In perfumery, an expensive absolute of magnolia, extracted by petroleum ether, is available for a small batch production of exclusive perfumes. More generally, the magnolia note is produced by a blend of aroma chemicals and some citrus essential oils. A typical magnolia compound will be composed in large part of bergamot oil and hydroxycitronellal. Rose and jasmine absolutes, or their synthetic versions, increase the floral aspect of the compound, and lime or other citruses add some freshness. Our great aroma chemical companies have developed a myriad of molecules that can add some depth and effects to the basic compounds described above. Today, every perfumer has its own recipes for the magnolia note which differ as widely as the genus of this plant.
In the past, some soliflore fragrances of magnolia were popular. Magnolia from Chanel, released in 1929, was perhaps the most popular among them. Today, magnolia still inspires our noses and one can find many creations bearing its name and featuring its note in the heart of the composition. My picks of the week are:
Bottega Veneta Parco Palladiano I, launched last year, was created by Michel Almairac, the nose behind many of the best Bonds No.9, Burberry and many other great fragrances. Parco Palladiano I is a soliflore of Magnolia flowers and bark. The fragrance opens with soft citrus notes and soon evolves in a creamy-waxy floral, then fades gradually into a woody accord. I never really found a perfect replica of the natural scent of magnolia yet, but this one is perhaps the closest I ever tried. The sillage is moderate and the longevity as well, but this is expected, as the components of such floral composition are highly volatile.

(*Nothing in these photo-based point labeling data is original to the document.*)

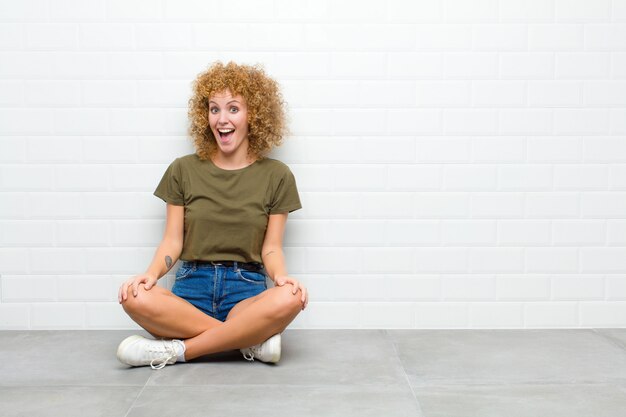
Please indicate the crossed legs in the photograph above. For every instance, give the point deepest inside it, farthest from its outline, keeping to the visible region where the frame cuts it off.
(251, 321)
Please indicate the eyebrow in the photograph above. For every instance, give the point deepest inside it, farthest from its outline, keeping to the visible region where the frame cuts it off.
(236, 101)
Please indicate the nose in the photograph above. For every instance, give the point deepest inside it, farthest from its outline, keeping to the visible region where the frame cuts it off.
(223, 118)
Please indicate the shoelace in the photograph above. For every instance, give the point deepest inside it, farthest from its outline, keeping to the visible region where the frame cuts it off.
(162, 361)
(250, 351)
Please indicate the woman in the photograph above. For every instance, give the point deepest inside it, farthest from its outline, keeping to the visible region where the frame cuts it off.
(227, 205)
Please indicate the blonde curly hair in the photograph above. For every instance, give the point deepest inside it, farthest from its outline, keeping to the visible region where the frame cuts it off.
(266, 109)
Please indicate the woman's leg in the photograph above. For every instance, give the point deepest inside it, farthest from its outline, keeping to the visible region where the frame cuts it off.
(250, 322)
(165, 315)
(254, 320)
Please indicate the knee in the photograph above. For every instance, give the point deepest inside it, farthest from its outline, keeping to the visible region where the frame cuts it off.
(142, 304)
(288, 303)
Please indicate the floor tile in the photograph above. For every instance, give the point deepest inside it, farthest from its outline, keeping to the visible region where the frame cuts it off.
(616, 335)
(523, 401)
(508, 356)
(346, 400)
(308, 357)
(67, 357)
(67, 401)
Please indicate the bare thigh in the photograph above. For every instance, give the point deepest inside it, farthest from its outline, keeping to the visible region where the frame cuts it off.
(166, 315)
(243, 304)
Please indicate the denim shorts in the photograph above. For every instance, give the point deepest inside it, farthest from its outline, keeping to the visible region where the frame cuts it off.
(214, 288)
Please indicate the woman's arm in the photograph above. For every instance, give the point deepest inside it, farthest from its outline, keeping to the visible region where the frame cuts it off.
(272, 251)
(172, 243)
(274, 258)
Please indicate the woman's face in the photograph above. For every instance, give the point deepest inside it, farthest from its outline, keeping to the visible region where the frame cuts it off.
(228, 119)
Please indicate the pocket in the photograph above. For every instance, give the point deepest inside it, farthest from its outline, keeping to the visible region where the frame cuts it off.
(251, 276)
(185, 270)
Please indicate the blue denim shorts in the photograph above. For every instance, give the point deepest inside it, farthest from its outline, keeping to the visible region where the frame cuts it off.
(214, 288)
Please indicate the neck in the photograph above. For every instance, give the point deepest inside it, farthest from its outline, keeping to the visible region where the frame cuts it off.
(232, 161)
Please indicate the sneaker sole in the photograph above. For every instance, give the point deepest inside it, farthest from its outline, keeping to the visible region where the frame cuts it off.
(126, 342)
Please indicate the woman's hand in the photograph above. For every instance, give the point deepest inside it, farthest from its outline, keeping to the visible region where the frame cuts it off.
(147, 280)
(282, 280)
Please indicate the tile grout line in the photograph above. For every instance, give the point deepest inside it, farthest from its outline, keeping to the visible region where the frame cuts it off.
(609, 338)
(395, 350)
(137, 397)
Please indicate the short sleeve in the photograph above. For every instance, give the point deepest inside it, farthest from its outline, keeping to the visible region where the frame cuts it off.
(170, 188)
(286, 198)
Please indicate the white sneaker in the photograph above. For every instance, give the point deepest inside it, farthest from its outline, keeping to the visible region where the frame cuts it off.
(139, 351)
(268, 351)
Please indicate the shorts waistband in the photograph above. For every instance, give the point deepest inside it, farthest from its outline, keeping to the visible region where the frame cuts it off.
(249, 266)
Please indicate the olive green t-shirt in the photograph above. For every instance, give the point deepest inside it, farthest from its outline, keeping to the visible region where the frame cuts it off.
(226, 211)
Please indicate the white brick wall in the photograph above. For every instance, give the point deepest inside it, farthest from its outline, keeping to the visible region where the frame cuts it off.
(462, 164)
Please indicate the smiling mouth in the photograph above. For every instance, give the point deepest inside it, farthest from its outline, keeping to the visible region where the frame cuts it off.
(225, 134)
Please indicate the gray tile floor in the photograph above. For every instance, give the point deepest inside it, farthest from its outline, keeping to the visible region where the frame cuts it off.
(433, 373)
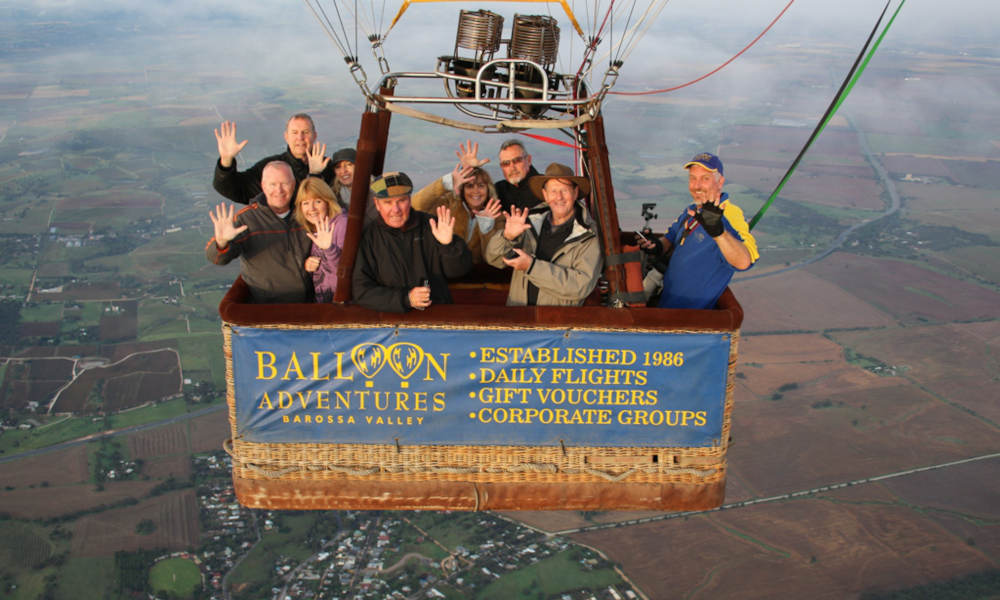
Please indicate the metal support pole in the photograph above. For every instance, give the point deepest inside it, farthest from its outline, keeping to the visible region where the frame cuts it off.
(603, 204)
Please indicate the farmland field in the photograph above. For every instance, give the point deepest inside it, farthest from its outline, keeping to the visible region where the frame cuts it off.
(177, 576)
(175, 515)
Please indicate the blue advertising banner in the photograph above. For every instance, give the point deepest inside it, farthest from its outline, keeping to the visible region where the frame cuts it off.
(479, 386)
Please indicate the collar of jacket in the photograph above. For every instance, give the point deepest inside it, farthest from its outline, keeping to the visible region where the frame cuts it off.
(411, 222)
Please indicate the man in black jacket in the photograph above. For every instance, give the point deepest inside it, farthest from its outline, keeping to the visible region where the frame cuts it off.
(272, 246)
(406, 257)
(303, 155)
(515, 162)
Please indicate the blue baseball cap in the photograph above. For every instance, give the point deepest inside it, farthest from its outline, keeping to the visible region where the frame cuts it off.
(707, 160)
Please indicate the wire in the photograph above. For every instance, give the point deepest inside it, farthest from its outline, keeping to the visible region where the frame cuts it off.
(717, 69)
(845, 88)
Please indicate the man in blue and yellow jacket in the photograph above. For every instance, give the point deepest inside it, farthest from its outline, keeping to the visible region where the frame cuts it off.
(707, 243)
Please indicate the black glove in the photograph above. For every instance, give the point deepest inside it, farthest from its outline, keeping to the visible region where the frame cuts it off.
(710, 218)
(655, 250)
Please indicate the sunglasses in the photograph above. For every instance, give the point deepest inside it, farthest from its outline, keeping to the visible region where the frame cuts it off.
(514, 161)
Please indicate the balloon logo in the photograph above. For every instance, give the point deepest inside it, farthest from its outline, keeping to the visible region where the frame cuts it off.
(405, 358)
(368, 358)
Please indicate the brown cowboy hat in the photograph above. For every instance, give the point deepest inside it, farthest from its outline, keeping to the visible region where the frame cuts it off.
(558, 171)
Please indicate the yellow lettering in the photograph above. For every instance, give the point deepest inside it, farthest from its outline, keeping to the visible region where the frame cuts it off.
(293, 363)
(316, 376)
(442, 372)
(262, 365)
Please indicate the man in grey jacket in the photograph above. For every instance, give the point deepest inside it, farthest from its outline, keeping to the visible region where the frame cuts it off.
(271, 245)
(555, 254)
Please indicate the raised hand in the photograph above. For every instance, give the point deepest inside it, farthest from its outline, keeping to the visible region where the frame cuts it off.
(317, 158)
(491, 209)
(225, 138)
(710, 217)
(420, 297)
(225, 229)
(444, 226)
(516, 223)
(460, 176)
(323, 238)
(467, 154)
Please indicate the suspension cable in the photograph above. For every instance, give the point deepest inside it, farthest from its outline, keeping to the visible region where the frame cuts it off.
(717, 69)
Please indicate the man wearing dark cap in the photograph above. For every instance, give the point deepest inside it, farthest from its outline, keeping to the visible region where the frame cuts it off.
(709, 241)
(343, 169)
(303, 155)
(555, 253)
(513, 190)
(406, 257)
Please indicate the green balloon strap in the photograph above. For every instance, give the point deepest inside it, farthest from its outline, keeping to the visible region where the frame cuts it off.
(842, 94)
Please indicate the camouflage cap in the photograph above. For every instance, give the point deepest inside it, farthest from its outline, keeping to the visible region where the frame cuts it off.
(390, 185)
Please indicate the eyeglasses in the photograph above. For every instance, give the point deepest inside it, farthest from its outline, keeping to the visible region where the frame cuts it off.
(514, 161)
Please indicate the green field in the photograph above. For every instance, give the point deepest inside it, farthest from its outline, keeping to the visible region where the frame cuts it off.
(177, 576)
(158, 320)
(62, 430)
(95, 575)
(42, 311)
(148, 414)
(548, 577)
(202, 351)
(15, 280)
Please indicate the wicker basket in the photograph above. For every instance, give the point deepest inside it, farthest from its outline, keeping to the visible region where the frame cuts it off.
(286, 475)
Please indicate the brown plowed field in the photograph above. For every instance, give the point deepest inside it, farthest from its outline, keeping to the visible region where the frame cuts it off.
(798, 300)
(38, 503)
(807, 548)
(178, 467)
(907, 291)
(835, 190)
(770, 140)
(901, 165)
(88, 291)
(58, 468)
(208, 432)
(949, 360)
(175, 515)
(163, 441)
(972, 210)
(39, 329)
(789, 445)
(136, 380)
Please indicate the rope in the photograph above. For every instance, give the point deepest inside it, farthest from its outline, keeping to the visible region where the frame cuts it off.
(717, 69)
(845, 88)
(550, 140)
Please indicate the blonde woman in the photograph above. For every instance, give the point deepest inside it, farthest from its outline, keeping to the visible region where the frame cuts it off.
(469, 193)
(317, 210)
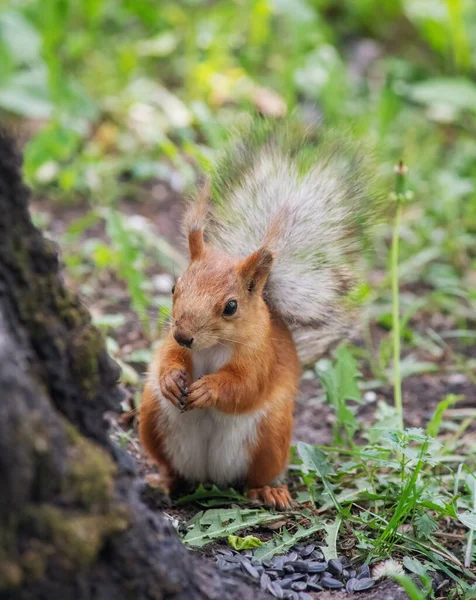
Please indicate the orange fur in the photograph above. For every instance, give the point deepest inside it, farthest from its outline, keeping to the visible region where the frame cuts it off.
(262, 373)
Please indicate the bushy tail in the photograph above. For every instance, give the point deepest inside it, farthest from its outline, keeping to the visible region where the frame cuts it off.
(306, 196)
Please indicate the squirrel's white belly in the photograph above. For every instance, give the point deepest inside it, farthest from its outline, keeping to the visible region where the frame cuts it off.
(206, 444)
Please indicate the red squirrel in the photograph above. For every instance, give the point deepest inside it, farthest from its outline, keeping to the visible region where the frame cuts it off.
(266, 289)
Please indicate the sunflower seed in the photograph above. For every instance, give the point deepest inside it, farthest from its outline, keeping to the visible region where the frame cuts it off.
(264, 581)
(308, 550)
(314, 587)
(273, 574)
(363, 584)
(331, 583)
(364, 571)
(288, 569)
(298, 576)
(223, 565)
(299, 586)
(315, 567)
(248, 568)
(292, 557)
(335, 566)
(300, 565)
(350, 585)
(275, 590)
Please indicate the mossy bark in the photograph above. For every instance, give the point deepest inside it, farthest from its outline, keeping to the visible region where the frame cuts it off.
(72, 525)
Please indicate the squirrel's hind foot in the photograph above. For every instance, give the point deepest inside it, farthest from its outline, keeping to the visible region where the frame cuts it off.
(273, 497)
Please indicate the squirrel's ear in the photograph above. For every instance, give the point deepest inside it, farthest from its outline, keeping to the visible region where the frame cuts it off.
(194, 221)
(195, 243)
(255, 269)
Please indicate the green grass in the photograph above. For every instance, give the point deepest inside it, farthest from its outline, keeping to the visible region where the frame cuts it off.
(115, 97)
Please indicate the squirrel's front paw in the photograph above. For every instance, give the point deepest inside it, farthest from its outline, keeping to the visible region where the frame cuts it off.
(202, 394)
(173, 386)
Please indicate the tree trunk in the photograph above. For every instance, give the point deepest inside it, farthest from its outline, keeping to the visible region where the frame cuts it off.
(72, 524)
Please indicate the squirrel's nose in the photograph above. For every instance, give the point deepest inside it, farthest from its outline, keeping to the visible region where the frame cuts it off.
(183, 340)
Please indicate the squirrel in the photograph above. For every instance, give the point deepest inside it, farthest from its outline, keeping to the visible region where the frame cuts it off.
(273, 245)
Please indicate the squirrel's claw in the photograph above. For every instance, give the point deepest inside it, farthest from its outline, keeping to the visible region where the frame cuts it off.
(173, 386)
(273, 497)
(202, 394)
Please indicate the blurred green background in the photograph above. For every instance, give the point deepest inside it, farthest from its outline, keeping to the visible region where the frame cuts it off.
(109, 96)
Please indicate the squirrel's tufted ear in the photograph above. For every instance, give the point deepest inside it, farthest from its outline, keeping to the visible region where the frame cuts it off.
(195, 243)
(255, 269)
(194, 221)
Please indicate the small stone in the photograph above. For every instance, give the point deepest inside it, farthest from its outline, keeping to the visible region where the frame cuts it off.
(364, 571)
(275, 590)
(331, 583)
(335, 566)
(363, 584)
(248, 568)
(316, 567)
(299, 586)
(308, 550)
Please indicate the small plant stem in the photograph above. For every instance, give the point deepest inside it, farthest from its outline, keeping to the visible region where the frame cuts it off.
(400, 170)
(469, 547)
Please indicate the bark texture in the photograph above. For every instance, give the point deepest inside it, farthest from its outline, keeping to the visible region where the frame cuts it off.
(72, 525)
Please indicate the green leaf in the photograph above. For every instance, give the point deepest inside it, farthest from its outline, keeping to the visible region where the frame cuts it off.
(407, 584)
(469, 519)
(426, 525)
(280, 543)
(459, 93)
(220, 523)
(315, 461)
(434, 425)
(212, 492)
(27, 94)
(245, 543)
(340, 382)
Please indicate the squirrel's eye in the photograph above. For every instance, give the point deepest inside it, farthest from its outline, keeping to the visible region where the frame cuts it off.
(230, 308)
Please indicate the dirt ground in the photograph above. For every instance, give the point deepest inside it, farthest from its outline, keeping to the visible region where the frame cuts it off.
(313, 417)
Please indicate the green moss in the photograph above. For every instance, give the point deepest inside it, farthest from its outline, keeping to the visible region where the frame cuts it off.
(77, 538)
(87, 345)
(90, 478)
(11, 575)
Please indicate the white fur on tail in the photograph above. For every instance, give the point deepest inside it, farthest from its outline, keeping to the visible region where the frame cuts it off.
(309, 221)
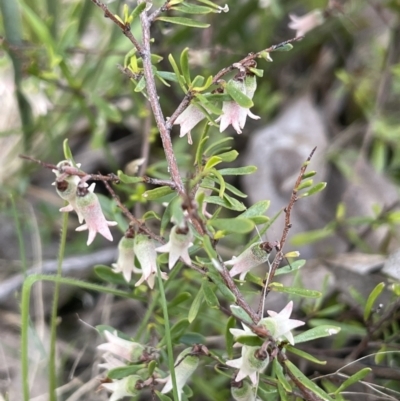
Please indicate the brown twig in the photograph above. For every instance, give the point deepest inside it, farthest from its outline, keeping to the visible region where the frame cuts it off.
(288, 210)
(125, 28)
(251, 57)
(155, 106)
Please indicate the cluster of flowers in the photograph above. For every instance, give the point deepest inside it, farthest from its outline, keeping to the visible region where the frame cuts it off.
(232, 113)
(119, 352)
(144, 249)
(83, 200)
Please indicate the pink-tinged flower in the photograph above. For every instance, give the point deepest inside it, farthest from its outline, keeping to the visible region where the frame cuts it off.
(187, 364)
(124, 349)
(125, 387)
(279, 325)
(88, 205)
(66, 186)
(126, 259)
(233, 114)
(180, 240)
(243, 391)
(145, 252)
(306, 23)
(249, 364)
(188, 119)
(249, 258)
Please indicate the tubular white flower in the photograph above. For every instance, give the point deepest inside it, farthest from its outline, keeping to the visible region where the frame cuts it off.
(126, 258)
(188, 119)
(243, 392)
(66, 188)
(125, 349)
(248, 364)
(122, 388)
(306, 23)
(249, 258)
(186, 367)
(145, 251)
(233, 114)
(279, 325)
(88, 205)
(177, 246)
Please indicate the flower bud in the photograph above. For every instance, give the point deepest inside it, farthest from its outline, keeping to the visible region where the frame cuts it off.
(187, 364)
(242, 391)
(126, 258)
(249, 258)
(88, 205)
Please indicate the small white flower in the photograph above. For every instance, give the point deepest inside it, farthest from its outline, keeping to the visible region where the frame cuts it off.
(248, 364)
(180, 241)
(122, 388)
(125, 349)
(233, 114)
(88, 206)
(145, 251)
(66, 187)
(249, 258)
(243, 391)
(187, 364)
(188, 119)
(279, 325)
(126, 258)
(306, 23)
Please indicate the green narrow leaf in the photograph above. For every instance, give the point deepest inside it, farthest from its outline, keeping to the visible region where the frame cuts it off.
(302, 292)
(353, 379)
(211, 162)
(316, 332)
(315, 189)
(182, 297)
(161, 396)
(229, 340)
(281, 376)
(123, 371)
(107, 275)
(296, 265)
(177, 72)
(238, 96)
(192, 9)
(137, 11)
(67, 152)
(234, 225)
(209, 295)
(231, 204)
(228, 295)
(195, 307)
(284, 48)
(203, 87)
(241, 314)
(238, 170)
(304, 354)
(209, 106)
(257, 209)
(183, 21)
(158, 193)
(185, 66)
(371, 300)
(306, 382)
(229, 157)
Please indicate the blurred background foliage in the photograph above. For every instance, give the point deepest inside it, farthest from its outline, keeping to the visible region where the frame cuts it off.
(60, 79)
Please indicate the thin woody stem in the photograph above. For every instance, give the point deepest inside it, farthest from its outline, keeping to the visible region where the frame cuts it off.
(155, 106)
(288, 210)
(126, 28)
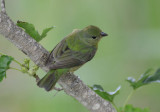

Another star of fragrance making, Carlos Benaim, master perfumer for IFF, gave us his version of a magnolia soliflore in the latest collection-fragrance Magnolia by Ralph Lauren. Carlos made the magnolia note central and added some fresh notes of lemon for the opening and a woody base of patchouli. We will surely find as many apostles than detractors for this version of magnolia, but I am rather in the first category.
I can’t ignore L’Instant de Guerlain for women, made in 2003 by Maurice Roucel. In the words of Guerlain, the citrus honey accord leads into a second accord of Chinese magnolia, exalted by sambac jasmine and ylang-ylang, which lights up the amber accord. These three dominant accords fuse together to create a fragrance of sensation and light. It is for me difficult to recognize the note of magnolia in this fragrance, but it is, without a doubt, a beautiful feminine juice, with some freshness in the opening and long-lasting floral notes.
I already mentioned in some previous post my interest for the Bulgari Le Gemme collection, for their very simple yet unique composition. Irinia and Splendia, the ivory and jade-green colored bottles, both use a magnolia note but in a very different way. Irinia is a musky version of magnolia reinforced by jasmine, and Splendia is more grounded with oakmoss and some sparkling narcotic notes of narcissus. I like both, with a slight preference for Splendia, maybe cause it is a more unisex declination of magnolia. The longevity of these fragrances is probably not in line with their price, but again, molecules do not care about economics and evaporate based on other criteria.
I am gonna spend some time now in my garden, to enjoy the sublime fragrance of our gardenia tree. Nature is still a few steps ahead of our best perfumers and chemists.
I wish you a fragrant week my friends.